Shareholders: Persons or other companies who are allotted with shares in a company. Once
the shareholder has paid for their shares, they are entitled to be registered in the company’s
register of members whereupon they become members of the company and are entitled to
vote at shareholder meetings.

Share Incentive Plans (SIPs): Provide employees with the opportunity to acquire shares (as
opposed to share options) in their employing company. SIPs are established and operated as
HMRC tax-favoured schemes. Companies can choose to offer free shares and/or partnership
shares. In respect of awards of partnership shares, the company can decide whether to offer
matching shares. Companies can also determine that any dividends payable on the shares in
the SIP are to be reinvested in further shares, known as dividend shares. This is a complex
arrangement and strict conditions must be complied with in order to take advantage of the tax
advantages.

Shares: Are the shares in the authorised share capital of the company. They confer a right of
ownership of the company and reflect the holder’s investment in the company. There can be
different classes of shares that give the holder different rights, be it in relation to dividends or
voting.
Subsidiary: Means a company, the majority of whose shares are owned by another company.

Terms & Conditions of Sale/Purchase

Sale: This document governs the terms upon which you sell your products. They can
include payment mechanisms, penalties for late payment, limitation of liability clauses,
import/export terms and can also cover retention of title provisions.

Purchase: This document governs the terms upon which you buy products. They can
include payment mechanisms, product warranties, transport and responsibilities for delivery.
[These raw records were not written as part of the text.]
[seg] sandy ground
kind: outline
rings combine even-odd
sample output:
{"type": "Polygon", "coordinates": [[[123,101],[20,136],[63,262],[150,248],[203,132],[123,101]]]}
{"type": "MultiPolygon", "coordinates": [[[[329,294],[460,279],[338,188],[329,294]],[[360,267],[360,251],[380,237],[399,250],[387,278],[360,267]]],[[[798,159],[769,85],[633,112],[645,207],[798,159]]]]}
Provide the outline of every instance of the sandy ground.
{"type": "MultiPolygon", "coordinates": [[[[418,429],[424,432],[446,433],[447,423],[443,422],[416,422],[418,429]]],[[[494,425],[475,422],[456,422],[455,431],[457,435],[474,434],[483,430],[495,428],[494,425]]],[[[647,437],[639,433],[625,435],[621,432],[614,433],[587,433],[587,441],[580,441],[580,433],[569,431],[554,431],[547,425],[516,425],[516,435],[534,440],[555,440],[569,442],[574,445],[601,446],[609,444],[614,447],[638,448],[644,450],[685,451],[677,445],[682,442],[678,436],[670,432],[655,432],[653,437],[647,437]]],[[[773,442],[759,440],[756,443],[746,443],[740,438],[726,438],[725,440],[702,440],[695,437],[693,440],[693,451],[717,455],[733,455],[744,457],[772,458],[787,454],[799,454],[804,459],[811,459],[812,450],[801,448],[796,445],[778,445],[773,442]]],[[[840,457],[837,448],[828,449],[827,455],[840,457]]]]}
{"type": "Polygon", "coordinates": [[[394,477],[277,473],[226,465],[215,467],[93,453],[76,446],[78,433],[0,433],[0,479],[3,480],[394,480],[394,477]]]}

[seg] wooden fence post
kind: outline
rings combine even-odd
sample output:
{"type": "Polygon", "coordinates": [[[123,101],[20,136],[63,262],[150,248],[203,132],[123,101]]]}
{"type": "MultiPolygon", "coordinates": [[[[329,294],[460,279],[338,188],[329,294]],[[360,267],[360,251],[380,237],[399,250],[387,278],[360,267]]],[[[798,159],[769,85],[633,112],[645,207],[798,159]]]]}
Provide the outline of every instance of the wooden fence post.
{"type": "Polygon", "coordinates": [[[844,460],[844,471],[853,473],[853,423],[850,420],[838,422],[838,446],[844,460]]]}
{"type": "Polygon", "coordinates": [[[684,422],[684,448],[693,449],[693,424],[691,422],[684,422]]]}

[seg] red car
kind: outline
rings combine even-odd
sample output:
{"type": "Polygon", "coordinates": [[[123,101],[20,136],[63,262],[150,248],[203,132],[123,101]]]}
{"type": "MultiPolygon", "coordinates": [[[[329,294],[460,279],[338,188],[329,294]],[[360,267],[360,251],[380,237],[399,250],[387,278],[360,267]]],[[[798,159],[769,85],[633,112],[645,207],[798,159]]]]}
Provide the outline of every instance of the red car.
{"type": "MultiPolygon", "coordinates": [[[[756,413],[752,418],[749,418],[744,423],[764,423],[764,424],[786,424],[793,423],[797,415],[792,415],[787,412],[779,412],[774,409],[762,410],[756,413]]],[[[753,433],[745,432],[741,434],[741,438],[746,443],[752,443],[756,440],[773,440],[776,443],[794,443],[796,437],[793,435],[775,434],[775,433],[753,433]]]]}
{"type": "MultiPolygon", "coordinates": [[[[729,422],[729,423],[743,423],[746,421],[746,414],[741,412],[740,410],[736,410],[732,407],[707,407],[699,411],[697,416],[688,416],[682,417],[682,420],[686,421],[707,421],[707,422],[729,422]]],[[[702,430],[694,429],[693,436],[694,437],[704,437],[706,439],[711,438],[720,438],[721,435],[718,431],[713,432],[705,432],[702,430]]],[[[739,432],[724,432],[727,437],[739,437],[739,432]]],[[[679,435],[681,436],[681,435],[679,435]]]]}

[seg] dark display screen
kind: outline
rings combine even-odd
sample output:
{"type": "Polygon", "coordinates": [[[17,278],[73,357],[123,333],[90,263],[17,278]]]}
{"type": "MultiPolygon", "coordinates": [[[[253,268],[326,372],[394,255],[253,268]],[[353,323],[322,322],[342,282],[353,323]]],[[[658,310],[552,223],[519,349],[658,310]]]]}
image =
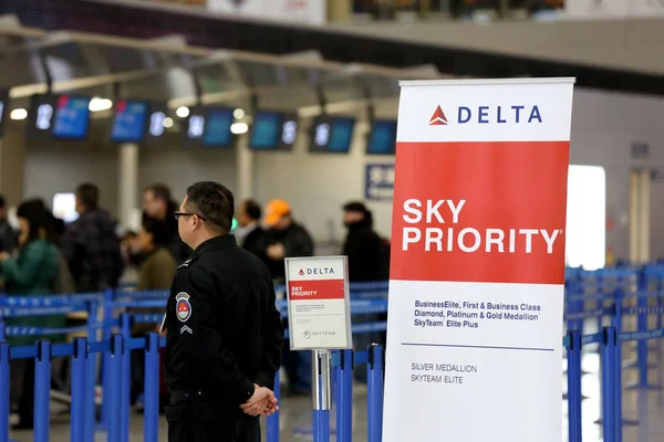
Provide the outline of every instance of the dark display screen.
{"type": "MultiPolygon", "coordinates": [[[[232,120],[231,109],[209,109],[204,122],[203,144],[205,146],[218,147],[230,145],[232,139],[230,125],[232,120]]],[[[189,127],[191,126],[189,125],[189,127]]]]}
{"type": "Polygon", "coordinates": [[[61,95],[55,107],[53,136],[82,139],[87,136],[90,97],[61,95]]]}
{"type": "Polygon", "coordinates": [[[354,127],[354,118],[318,118],[310,150],[317,152],[347,154],[351,149],[354,127]]]}
{"type": "Polygon", "coordinates": [[[2,135],[4,120],[9,115],[9,90],[0,90],[0,135],[2,135]]]}
{"type": "MultiPolygon", "coordinates": [[[[111,139],[116,143],[138,143],[143,140],[147,114],[148,106],[145,102],[120,101],[115,108],[111,139]]],[[[163,122],[162,127],[164,127],[163,122]]]]}
{"type": "Polygon", "coordinates": [[[297,136],[297,116],[259,110],[253,117],[249,148],[256,150],[290,150],[297,136]]]}
{"type": "Polygon", "coordinates": [[[396,122],[374,122],[366,144],[366,152],[371,155],[394,155],[395,148],[396,122]]]}

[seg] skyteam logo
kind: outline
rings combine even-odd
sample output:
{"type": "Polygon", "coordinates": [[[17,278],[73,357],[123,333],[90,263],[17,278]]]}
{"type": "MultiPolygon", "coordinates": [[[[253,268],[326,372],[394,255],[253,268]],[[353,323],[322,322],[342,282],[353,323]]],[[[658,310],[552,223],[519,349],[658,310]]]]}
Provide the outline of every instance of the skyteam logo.
{"type": "MultiPolygon", "coordinates": [[[[542,114],[538,105],[511,105],[511,106],[458,106],[457,124],[533,124],[543,123],[542,114]]],[[[438,105],[429,119],[429,126],[447,126],[449,122],[438,105]]]]}

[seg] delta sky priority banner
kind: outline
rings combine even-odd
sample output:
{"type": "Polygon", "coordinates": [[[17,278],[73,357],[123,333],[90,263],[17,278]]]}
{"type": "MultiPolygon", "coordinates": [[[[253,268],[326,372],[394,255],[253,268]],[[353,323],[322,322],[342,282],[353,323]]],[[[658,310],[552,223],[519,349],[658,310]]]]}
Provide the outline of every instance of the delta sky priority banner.
{"type": "Polygon", "coordinates": [[[401,83],[384,442],[562,440],[573,83],[401,83]]]}

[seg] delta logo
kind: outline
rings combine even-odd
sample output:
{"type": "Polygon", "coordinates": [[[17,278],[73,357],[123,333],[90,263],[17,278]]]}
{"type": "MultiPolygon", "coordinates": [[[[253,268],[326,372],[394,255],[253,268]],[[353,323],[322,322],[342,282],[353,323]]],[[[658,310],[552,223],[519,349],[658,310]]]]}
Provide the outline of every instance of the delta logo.
{"type": "MultiPolygon", "coordinates": [[[[538,105],[523,106],[458,106],[457,107],[457,124],[532,124],[543,123],[542,114],[538,105]]],[[[436,106],[434,115],[429,118],[429,126],[447,126],[449,120],[443,112],[440,105],[436,106]]]]}
{"type": "Polygon", "coordinates": [[[307,270],[300,269],[298,275],[335,275],[333,267],[308,267],[307,270]]]}

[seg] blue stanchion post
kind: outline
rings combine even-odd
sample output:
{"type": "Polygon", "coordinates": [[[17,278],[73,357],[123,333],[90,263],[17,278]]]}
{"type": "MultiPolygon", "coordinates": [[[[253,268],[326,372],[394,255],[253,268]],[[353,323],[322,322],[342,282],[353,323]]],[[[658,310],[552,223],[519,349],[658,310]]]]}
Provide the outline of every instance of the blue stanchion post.
{"type": "Polygon", "coordinates": [[[312,387],[313,387],[313,441],[330,441],[330,350],[313,350],[312,387]]]}
{"type": "Polygon", "coordinates": [[[369,347],[367,378],[367,442],[381,442],[383,438],[383,347],[369,347]]]}
{"type": "Polygon", "coordinates": [[[568,336],[569,442],[581,442],[581,334],[570,330],[568,336]]]}
{"type": "MultiPolygon", "coordinates": [[[[122,442],[129,442],[129,396],[132,379],[132,350],[127,348],[126,343],[132,337],[132,317],[127,313],[120,316],[120,328],[125,341],[125,350],[122,355],[122,442]]],[[[158,371],[157,371],[158,372],[158,371]]]]}
{"type": "Polygon", "coordinates": [[[9,442],[9,344],[0,343],[0,442],[9,442]]]}
{"type": "MultiPolygon", "coordinates": [[[[281,394],[281,379],[279,376],[279,370],[277,370],[277,375],[274,375],[274,396],[278,399],[281,394]]],[[[281,403],[279,404],[281,406],[281,403]]],[[[279,442],[279,411],[274,414],[268,417],[268,441],[269,442],[279,442]]]]}
{"type": "Polygon", "coordinates": [[[108,391],[104,391],[104,402],[108,402],[108,442],[122,442],[122,357],[124,354],[124,339],[122,335],[111,336],[111,357],[108,367],[108,391]]]}
{"type": "Polygon", "coordinates": [[[336,367],[336,441],[353,440],[353,350],[341,350],[336,367]]]}
{"type": "Polygon", "coordinates": [[[615,413],[615,345],[618,336],[614,327],[604,328],[602,341],[602,430],[604,442],[618,442],[618,429],[622,428],[615,413]]]}
{"type": "MultiPolygon", "coordinates": [[[[104,291],[104,323],[107,323],[113,318],[113,290],[106,288],[104,291]]],[[[102,339],[106,340],[111,338],[111,326],[106,325],[102,327],[102,339]]],[[[111,401],[106,400],[106,394],[110,393],[108,389],[111,388],[111,373],[108,366],[111,365],[111,354],[104,351],[102,354],[102,390],[103,390],[103,401],[102,401],[102,427],[108,425],[108,418],[111,413],[111,401]]],[[[118,386],[120,387],[120,386],[118,386]]]]}
{"type": "Polygon", "coordinates": [[[49,442],[51,423],[51,343],[37,341],[34,358],[34,442],[49,442]]]}
{"type": "Polygon", "coordinates": [[[145,442],[159,439],[159,335],[149,333],[145,337],[144,430],[145,442]]]}
{"type": "Polygon", "coordinates": [[[87,371],[87,339],[74,339],[72,355],[72,442],[85,441],[85,389],[87,371]]]}

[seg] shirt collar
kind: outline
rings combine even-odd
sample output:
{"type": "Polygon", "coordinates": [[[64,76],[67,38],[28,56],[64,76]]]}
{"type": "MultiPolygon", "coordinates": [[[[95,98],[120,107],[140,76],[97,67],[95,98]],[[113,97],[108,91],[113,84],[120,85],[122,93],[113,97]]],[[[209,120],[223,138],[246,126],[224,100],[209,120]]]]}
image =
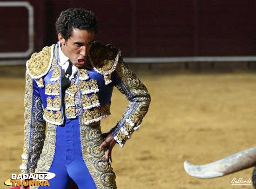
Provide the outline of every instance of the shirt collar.
{"type": "Polygon", "coordinates": [[[68,57],[66,57],[62,52],[61,48],[61,43],[60,43],[59,45],[59,56],[60,56],[60,65],[64,64],[67,61],[68,61],[68,59],[69,59],[68,57]]]}

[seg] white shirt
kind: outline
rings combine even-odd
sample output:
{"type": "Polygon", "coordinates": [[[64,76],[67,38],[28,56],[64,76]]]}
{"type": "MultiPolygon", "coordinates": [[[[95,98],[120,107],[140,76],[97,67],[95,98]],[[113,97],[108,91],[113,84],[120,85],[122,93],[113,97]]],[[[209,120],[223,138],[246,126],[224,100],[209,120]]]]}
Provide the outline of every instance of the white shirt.
{"type": "MultiPolygon", "coordinates": [[[[60,45],[59,45],[58,50],[59,56],[60,58],[60,62],[59,63],[59,64],[61,67],[61,69],[62,70],[61,72],[61,78],[63,78],[64,77],[65,72],[66,72],[67,69],[67,67],[68,67],[68,59],[69,59],[66,56],[65,54],[64,54],[61,50],[61,43],[60,43],[59,44],[60,45]]],[[[77,67],[76,67],[74,65],[72,65],[72,73],[69,77],[70,80],[71,80],[72,78],[74,78],[74,76],[75,75],[78,70],[78,69],[77,68],[77,67]]]]}

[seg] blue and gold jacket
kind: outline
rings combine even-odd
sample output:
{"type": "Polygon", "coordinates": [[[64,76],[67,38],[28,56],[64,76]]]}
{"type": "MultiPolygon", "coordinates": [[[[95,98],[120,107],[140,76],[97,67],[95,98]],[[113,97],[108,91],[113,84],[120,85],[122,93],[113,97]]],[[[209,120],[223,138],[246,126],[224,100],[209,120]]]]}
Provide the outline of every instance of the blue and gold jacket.
{"type": "Polygon", "coordinates": [[[93,148],[95,143],[100,143],[101,133],[91,126],[110,115],[114,86],[129,101],[121,119],[110,130],[121,147],[140,127],[150,102],[148,90],[123,61],[120,51],[99,42],[93,44],[87,66],[78,69],[64,95],[57,49],[55,45],[46,46],[27,63],[25,140],[20,166],[23,173],[49,169],[56,128],[65,124],[66,117],[79,119],[84,158],[89,155],[101,158],[103,152],[93,148]]]}

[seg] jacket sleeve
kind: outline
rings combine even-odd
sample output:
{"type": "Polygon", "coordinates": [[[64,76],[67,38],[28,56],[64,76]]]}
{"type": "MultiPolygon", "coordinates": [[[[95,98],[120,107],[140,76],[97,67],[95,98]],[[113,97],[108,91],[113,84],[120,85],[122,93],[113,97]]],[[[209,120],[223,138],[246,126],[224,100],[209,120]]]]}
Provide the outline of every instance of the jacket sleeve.
{"type": "Polygon", "coordinates": [[[24,97],[24,144],[20,169],[22,173],[34,172],[45,138],[46,123],[39,87],[27,72],[24,97]]]}
{"type": "Polygon", "coordinates": [[[121,119],[110,130],[115,139],[122,148],[127,139],[140,127],[142,118],[148,112],[150,96],[145,85],[121,57],[111,79],[129,101],[121,119]]]}

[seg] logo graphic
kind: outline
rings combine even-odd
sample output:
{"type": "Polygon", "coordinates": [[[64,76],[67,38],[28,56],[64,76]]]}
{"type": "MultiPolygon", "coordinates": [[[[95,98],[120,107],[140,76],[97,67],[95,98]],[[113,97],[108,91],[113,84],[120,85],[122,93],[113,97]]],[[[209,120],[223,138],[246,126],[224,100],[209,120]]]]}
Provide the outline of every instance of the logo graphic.
{"type": "Polygon", "coordinates": [[[12,173],[11,178],[4,182],[10,186],[50,186],[48,180],[54,178],[53,173],[42,172],[16,174],[12,173]]]}
{"type": "Polygon", "coordinates": [[[236,179],[236,178],[233,178],[231,181],[232,185],[250,185],[251,184],[250,178],[247,180],[244,180],[243,177],[238,178],[238,179],[236,179]]]}

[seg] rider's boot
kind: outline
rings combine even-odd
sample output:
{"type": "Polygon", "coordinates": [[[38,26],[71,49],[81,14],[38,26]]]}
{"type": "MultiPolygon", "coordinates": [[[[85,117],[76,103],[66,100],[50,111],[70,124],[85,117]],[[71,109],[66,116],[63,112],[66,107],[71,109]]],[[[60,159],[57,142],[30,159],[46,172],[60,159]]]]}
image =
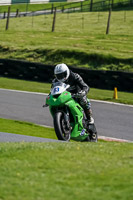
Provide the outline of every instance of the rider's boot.
{"type": "Polygon", "coordinates": [[[92,117],[92,110],[90,108],[89,109],[86,108],[84,109],[84,112],[86,114],[89,124],[94,124],[94,119],[92,117]]]}

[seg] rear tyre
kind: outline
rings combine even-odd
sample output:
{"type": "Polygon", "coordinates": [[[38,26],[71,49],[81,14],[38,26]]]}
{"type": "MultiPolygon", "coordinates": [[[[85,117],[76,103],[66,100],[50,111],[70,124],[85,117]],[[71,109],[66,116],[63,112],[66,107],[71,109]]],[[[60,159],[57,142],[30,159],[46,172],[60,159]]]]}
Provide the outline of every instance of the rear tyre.
{"type": "Polygon", "coordinates": [[[58,140],[69,141],[71,129],[65,124],[64,114],[62,112],[55,113],[54,129],[58,140]]]}

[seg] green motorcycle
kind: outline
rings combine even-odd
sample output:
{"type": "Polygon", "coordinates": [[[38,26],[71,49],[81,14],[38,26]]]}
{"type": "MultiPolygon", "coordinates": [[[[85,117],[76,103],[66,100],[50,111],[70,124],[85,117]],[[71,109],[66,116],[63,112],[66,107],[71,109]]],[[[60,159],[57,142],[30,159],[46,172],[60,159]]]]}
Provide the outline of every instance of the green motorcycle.
{"type": "Polygon", "coordinates": [[[67,89],[69,85],[56,82],[46,98],[59,140],[97,142],[95,124],[88,124],[83,108],[67,89]]]}

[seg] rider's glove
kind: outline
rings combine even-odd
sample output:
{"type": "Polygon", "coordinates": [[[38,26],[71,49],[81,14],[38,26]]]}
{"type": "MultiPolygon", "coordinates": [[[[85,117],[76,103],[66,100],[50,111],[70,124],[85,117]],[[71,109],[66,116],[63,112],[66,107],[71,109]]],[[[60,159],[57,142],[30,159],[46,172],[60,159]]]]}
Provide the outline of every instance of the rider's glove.
{"type": "Polygon", "coordinates": [[[81,90],[80,92],[78,92],[77,94],[74,95],[74,97],[76,98],[82,98],[83,96],[86,95],[86,92],[81,90]]]}

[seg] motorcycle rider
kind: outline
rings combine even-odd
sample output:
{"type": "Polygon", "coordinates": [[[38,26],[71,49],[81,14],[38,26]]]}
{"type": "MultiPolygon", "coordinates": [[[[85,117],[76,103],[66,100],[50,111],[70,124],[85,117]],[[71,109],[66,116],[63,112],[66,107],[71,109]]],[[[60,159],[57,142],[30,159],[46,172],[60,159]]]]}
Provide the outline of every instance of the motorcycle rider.
{"type": "Polygon", "coordinates": [[[74,97],[84,109],[89,124],[93,124],[94,119],[92,117],[91,104],[86,96],[89,92],[89,87],[81,76],[69,70],[64,63],[55,66],[54,75],[55,79],[52,81],[52,84],[58,81],[69,84],[70,87],[67,90],[71,92],[71,94],[74,94],[74,97]]]}

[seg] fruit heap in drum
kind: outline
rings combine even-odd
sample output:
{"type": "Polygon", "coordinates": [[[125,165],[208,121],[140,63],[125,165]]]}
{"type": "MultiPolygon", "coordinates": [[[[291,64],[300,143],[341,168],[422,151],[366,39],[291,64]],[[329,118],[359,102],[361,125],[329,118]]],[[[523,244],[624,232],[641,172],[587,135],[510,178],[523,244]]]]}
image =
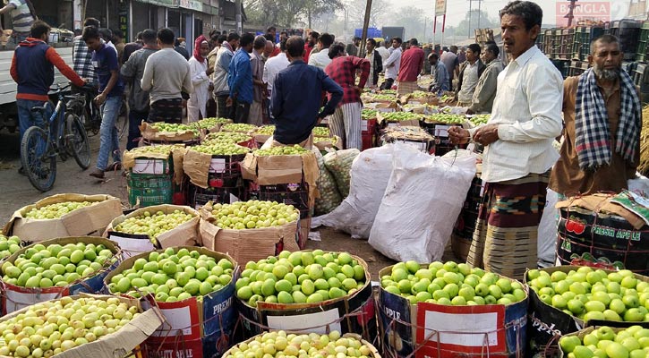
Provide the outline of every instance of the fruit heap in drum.
{"type": "Polygon", "coordinates": [[[5,345],[0,355],[51,357],[118,331],[138,317],[138,308],[116,297],[63,297],[37,303],[0,322],[5,345]]]}
{"type": "Polygon", "coordinates": [[[90,207],[94,204],[92,201],[63,201],[55,204],[46,205],[38,209],[32,208],[25,214],[26,218],[36,218],[39,220],[47,220],[52,218],[59,218],[76,209],[90,207]]]}
{"type": "Polygon", "coordinates": [[[581,267],[566,273],[532,269],[527,284],[539,299],[584,320],[649,321],[649,283],[623,269],[581,267]]]}
{"type": "Polygon", "coordinates": [[[266,149],[259,149],[255,151],[260,157],[265,156],[292,156],[307,153],[309,150],[300,147],[299,144],[295,144],[290,147],[272,147],[266,149]]]}
{"type": "Polygon", "coordinates": [[[149,293],[156,301],[167,303],[192,296],[201,300],[230,283],[234,268],[225,258],[217,261],[197,251],[167,248],[137,259],[132,268],[111,277],[108,291],[136,298],[149,293]]]}
{"type": "Polygon", "coordinates": [[[337,330],[329,335],[295,335],[273,331],[256,336],[232,347],[224,358],[250,357],[360,357],[372,356],[371,350],[354,337],[341,337],[337,330]]]}
{"type": "Polygon", "coordinates": [[[249,261],[236,281],[236,296],[258,301],[316,303],[351,294],[365,285],[365,269],[346,252],[282,251],[249,261]]]}
{"type": "Polygon", "coordinates": [[[0,260],[4,260],[21,250],[21,239],[18,236],[4,236],[0,234],[0,260]]]}
{"type": "Polygon", "coordinates": [[[281,226],[297,221],[300,211],[277,201],[249,200],[232,204],[214,204],[212,216],[217,226],[224,229],[243,230],[281,226]]]}
{"type": "Polygon", "coordinates": [[[390,275],[380,277],[390,294],[410,301],[444,305],[509,304],[523,301],[523,286],[465,263],[435,261],[422,267],[416,261],[399,262],[390,275]]]}
{"type": "Polygon", "coordinates": [[[181,210],[174,210],[170,214],[165,214],[163,211],[155,213],[144,211],[136,217],[127,217],[113,230],[124,234],[146,234],[151,239],[155,239],[160,234],[192,220],[193,217],[193,215],[181,210]]]}
{"type": "Polygon", "coordinates": [[[94,243],[36,243],[19,255],[13,263],[2,265],[3,282],[27,288],[66,286],[90,277],[117,260],[104,245],[94,243]]]}
{"type": "Polygon", "coordinates": [[[646,358],[649,356],[649,329],[631,326],[617,333],[608,326],[584,335],[564,336],[559,345],[568,358],[646,358]]]}

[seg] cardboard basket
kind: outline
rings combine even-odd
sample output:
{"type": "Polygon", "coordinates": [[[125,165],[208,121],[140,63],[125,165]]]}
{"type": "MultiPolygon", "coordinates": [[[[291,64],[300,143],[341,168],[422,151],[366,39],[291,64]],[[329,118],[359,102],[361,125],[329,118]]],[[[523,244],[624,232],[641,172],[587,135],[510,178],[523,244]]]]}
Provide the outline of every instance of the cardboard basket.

Term loans: A company may borrow a lump sum for a period of time to fund a specific
project such as setting up a business or renewing assets. There is an agreed schedule of
repayment usually in the form of "amortisation" where the borrower makes repayments in
equal amounts at regular intervals, "balloon payment" where the borrower makes repayments
over several instalments where the final instalment is larger than the previous instalments and
"bullet repayments" where the borrower repays the loan in a single payment at the end of the
term. They are usually "committed" facilities in so far as the bank is obliged to advance funds
at the borrower's request. Funds can be drawn down in any number of tranches allowing the
borrower to borrow only what it needs.

Trademark: Refers to a sign which can distinguish the goods (or services) of one trader from
those of another. A sign includes, for example, words, logos, pictures, shapes, sounds or
smells. The main function of a trade mark is to enable customers to recognise the goods of a
particular trader. Trade marks can be registered in the UK, EU or worldwide. Once registered,
the owner of a trade mark has a monopoly over the use of the mark for the goods for which it
is registered. The monopoly can be maintained indefinitely. A trade mark is infringed if it is
used without the consent of the owner.

Venture Capital: HMRC approved Company listed on the stock exchange which invests in
high risk private companies and typically offer between £250,000 to £1m in one round, with
follow up investment if required. Usually equities (shares) are acquired but it can take the
form of equities and debt.

Unincorporated: Typically sole traderships and partnerships.